Bank of Illinois

March 5, 2010

Bank of Illinois, in Normal, Illinois, failed today according to this FDIC press release:

Bank of Illinois, Normal, Illinois, was closed today by the Illinois Department of Financial Professional Regulation – Division of Banking, which appointed the Federal Deposit Insurance Corporation (FDIC) as receiver. To protect the depositors, the FDIC entered into a purchase and assumption agreement with Heartland Bank and Trust Company, Bloomington, Illinois, to assume all of the deposits of Bank of Illinois.

The two branches of Bank of Illinois will reopen on Saturday as branches of Heartland Bank and Trust Company. Depositors of Bank of Illinois will automatically become depositors of Heartland Bank and Trust Company. Deposits will continue to be insured by the FDIC, so there is no need for customers to change their banking relationship to retain their deposit insurance coverage. Customers should continue to use their existing branch until they receive notice from Heartland Bank and Trust Company that it has completed systems changes to allow other Heartland Bank and Trust Company branches to process their accounts as well.

This evening and over the weekend, depositors of Bank of Illinois can access their money by writing checks or using ATM or debit cards. Checks drawn on the bank will continue to be processed. Loan customers should continue to make their payments as usual.

As of December 31, 2009, Bank of Illinois had approximately $211.7 million in total assets and $198.5 million in total deposits.
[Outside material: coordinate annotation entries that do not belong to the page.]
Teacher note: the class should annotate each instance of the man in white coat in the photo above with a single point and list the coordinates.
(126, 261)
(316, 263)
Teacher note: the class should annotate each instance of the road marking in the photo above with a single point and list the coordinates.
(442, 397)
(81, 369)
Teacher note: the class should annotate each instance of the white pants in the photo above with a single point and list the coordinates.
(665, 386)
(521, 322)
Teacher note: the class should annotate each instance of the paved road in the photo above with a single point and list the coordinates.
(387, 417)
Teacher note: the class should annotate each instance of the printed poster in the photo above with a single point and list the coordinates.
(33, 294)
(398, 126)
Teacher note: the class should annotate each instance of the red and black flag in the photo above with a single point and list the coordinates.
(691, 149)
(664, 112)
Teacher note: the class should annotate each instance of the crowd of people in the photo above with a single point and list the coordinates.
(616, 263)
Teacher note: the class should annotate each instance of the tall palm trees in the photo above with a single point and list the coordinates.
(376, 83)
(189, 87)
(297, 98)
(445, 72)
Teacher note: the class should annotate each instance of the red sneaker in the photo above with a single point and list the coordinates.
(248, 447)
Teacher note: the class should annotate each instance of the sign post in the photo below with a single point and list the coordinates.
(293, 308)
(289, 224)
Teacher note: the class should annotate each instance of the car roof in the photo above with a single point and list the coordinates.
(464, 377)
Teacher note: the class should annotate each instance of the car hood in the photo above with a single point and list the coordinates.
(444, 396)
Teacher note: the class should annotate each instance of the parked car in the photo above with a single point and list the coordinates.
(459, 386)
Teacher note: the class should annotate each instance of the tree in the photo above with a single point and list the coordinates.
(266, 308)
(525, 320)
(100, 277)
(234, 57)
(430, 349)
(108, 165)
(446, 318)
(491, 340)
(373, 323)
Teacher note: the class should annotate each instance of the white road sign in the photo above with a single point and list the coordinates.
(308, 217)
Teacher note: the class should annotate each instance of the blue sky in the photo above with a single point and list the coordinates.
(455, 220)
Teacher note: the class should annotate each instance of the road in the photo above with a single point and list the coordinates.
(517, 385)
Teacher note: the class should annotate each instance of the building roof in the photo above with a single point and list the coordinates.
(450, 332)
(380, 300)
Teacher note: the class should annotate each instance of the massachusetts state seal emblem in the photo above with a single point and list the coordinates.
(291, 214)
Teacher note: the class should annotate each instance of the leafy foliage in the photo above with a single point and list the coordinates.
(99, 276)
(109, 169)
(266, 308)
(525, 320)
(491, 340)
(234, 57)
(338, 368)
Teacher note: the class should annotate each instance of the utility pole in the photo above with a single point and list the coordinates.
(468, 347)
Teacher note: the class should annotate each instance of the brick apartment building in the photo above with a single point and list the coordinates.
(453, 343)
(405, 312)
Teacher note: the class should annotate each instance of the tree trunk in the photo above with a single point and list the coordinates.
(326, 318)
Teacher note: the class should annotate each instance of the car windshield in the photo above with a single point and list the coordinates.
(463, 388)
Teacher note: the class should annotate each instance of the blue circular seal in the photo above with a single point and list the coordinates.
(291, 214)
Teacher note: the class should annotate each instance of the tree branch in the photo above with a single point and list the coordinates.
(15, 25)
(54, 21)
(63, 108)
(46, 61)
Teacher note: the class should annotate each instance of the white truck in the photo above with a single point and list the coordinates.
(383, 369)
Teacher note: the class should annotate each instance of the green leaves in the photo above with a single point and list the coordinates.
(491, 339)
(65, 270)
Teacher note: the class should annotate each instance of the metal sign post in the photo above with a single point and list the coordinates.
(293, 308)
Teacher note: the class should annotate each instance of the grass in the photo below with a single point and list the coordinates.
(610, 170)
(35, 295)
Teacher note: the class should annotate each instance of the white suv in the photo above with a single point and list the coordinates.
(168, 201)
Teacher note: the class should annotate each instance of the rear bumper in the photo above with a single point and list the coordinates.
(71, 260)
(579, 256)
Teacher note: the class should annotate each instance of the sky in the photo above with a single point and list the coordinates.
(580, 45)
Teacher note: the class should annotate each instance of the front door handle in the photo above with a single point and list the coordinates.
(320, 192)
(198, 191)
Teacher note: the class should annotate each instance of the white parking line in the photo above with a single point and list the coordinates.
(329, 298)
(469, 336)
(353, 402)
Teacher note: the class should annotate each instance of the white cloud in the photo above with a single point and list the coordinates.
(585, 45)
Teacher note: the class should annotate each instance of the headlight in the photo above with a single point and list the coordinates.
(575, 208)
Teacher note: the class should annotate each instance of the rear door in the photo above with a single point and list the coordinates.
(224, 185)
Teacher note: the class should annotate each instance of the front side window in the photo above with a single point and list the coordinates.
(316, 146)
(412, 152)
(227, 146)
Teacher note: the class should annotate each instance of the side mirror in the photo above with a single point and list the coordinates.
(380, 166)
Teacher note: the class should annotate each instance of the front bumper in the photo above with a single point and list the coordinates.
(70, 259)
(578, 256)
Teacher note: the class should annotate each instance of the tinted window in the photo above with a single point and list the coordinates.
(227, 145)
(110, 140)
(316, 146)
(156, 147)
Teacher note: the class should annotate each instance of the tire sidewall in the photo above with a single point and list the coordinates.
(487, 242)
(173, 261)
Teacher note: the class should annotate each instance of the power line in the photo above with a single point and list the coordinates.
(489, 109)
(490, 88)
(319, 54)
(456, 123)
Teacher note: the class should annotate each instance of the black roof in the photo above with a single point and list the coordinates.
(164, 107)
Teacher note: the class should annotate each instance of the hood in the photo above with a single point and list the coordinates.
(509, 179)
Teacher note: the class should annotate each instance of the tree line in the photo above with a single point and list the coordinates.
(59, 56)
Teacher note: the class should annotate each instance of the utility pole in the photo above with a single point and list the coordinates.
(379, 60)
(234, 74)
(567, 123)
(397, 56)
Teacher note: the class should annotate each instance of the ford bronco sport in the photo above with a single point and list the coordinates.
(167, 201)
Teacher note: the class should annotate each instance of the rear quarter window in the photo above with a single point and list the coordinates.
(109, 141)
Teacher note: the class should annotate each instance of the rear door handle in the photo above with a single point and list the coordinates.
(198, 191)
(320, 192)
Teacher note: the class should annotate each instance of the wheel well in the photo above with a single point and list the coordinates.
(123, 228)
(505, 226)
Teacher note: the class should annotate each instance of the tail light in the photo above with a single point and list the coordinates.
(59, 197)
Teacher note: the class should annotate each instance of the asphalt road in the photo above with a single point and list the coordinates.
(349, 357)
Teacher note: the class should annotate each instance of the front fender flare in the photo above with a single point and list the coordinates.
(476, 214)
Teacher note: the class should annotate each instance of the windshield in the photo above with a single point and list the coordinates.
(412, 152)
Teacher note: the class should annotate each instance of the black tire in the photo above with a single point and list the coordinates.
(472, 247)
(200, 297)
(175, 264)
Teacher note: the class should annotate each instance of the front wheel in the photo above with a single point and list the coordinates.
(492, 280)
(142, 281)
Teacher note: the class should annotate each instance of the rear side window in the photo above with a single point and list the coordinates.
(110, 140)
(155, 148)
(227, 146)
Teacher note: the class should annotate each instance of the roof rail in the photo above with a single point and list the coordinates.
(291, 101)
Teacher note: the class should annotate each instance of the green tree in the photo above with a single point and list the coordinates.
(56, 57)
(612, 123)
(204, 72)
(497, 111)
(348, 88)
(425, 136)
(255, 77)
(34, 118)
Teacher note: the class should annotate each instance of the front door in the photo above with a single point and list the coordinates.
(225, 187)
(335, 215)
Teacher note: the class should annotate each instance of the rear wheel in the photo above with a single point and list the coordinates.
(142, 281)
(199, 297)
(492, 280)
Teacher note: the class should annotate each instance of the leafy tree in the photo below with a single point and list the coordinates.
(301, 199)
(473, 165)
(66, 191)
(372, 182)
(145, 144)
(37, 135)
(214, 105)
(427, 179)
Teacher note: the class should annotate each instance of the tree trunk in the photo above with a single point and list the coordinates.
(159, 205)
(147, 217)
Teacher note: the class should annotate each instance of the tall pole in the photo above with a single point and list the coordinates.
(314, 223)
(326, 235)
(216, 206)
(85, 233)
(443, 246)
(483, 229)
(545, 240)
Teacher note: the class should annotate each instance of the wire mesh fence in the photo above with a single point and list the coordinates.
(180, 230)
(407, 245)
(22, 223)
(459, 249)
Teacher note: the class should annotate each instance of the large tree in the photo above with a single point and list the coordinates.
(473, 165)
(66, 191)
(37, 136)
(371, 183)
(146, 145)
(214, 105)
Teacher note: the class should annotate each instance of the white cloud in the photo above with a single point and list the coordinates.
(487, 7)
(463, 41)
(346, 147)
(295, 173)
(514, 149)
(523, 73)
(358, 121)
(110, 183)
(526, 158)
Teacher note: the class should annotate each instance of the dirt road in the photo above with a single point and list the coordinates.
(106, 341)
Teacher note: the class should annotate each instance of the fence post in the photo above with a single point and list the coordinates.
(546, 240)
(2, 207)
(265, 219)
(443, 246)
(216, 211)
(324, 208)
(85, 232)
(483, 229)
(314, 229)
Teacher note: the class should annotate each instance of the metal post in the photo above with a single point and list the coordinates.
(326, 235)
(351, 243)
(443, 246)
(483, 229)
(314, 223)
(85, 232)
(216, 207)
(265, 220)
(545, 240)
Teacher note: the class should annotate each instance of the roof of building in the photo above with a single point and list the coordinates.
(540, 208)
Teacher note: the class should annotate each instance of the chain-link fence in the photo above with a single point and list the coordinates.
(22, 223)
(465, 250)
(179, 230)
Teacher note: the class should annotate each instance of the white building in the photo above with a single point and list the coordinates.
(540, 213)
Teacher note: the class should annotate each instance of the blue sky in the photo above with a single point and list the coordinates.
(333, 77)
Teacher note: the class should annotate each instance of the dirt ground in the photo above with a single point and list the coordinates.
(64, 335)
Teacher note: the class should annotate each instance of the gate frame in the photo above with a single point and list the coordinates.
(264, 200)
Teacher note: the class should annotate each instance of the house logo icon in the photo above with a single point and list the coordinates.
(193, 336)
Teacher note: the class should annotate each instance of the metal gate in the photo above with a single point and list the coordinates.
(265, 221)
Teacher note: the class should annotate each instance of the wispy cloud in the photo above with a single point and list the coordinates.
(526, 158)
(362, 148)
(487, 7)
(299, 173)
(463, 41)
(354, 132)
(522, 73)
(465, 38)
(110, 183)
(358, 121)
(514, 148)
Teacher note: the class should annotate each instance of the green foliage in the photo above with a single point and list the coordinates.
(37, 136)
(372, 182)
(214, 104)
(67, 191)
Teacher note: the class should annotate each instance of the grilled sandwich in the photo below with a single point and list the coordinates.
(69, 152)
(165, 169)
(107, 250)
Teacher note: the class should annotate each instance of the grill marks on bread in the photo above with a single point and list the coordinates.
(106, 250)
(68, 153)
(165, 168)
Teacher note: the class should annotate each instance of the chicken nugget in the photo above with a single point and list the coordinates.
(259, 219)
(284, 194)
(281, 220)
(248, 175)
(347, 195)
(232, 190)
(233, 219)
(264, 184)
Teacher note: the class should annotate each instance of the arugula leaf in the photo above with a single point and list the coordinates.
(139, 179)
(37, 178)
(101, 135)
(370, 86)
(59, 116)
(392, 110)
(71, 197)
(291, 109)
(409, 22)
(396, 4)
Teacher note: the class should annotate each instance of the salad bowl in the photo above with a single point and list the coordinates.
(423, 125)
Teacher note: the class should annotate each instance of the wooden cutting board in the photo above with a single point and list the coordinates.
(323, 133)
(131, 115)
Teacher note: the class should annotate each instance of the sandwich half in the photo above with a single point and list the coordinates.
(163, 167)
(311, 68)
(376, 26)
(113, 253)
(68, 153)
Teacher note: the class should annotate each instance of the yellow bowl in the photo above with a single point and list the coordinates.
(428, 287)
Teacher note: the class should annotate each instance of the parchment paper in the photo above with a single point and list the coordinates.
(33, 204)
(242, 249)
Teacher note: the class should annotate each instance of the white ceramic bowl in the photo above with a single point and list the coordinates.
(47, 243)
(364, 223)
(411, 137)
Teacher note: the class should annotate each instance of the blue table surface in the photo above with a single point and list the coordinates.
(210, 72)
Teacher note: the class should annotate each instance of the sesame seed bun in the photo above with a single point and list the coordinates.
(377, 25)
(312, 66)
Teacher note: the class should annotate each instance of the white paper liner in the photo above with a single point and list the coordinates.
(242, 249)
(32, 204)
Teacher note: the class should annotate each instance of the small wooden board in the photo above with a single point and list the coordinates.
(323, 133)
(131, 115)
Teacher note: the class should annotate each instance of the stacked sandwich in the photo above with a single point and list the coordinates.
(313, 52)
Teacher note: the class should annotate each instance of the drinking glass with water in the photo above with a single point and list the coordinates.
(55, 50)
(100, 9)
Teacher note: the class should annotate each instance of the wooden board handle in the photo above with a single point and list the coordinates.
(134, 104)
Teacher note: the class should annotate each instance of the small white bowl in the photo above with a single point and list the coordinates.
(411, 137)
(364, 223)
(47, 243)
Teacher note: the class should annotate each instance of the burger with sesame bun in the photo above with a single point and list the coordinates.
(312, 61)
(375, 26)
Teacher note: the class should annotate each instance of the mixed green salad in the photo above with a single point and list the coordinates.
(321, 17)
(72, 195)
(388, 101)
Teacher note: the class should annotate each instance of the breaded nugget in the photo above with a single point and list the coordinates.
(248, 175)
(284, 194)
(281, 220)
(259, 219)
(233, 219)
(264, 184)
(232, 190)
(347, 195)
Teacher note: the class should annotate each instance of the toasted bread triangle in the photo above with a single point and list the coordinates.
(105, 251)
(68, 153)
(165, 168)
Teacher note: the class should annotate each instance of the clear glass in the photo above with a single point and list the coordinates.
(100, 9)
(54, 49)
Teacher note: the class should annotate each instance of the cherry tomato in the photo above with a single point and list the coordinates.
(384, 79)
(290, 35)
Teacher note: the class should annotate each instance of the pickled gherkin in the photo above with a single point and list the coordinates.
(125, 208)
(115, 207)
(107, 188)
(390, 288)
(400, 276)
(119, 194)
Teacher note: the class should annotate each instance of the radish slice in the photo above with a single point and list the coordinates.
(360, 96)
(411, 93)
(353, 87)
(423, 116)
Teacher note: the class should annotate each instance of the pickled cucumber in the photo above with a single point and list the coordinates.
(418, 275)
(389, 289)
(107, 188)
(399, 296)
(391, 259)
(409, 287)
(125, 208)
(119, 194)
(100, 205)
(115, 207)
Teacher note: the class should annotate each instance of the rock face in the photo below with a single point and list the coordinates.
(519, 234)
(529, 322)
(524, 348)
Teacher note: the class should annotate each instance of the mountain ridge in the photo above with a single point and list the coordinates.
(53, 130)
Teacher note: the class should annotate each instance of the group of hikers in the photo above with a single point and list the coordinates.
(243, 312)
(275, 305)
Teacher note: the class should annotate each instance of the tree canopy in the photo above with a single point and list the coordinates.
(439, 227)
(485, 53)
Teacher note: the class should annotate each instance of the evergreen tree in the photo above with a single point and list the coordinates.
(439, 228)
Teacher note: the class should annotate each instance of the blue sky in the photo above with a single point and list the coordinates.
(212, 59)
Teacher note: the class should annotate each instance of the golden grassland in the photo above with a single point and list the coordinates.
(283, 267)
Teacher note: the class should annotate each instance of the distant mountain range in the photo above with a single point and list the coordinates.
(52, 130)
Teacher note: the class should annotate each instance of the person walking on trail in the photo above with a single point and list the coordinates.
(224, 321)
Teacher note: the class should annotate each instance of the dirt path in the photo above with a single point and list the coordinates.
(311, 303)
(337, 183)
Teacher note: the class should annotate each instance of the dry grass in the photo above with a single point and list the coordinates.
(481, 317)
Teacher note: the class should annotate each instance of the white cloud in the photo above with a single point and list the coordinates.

Heartland Bank and Trust Company will pay the FDIC a premium of 3.61 percent to assume all of the deposits of Bank of Illinois. In addition to assuming all of the deposits of the failed bank, Heartland Bank and Trust Company agreed to purchase essentially all of the assets.

The FDIC and Heartland Bank and Trust Company entered into a loss-share transaction on $166.6 million of Bank of Illinois’s assets. Heartland Bank and Trust Company will share in the losses on the asset pools covered under the loss-share agreement. The loss-share transaction is projected to maximize returns on the assets covered by keeping them in the private sector. The transaction also is expected to minimize disruptions for loan customers.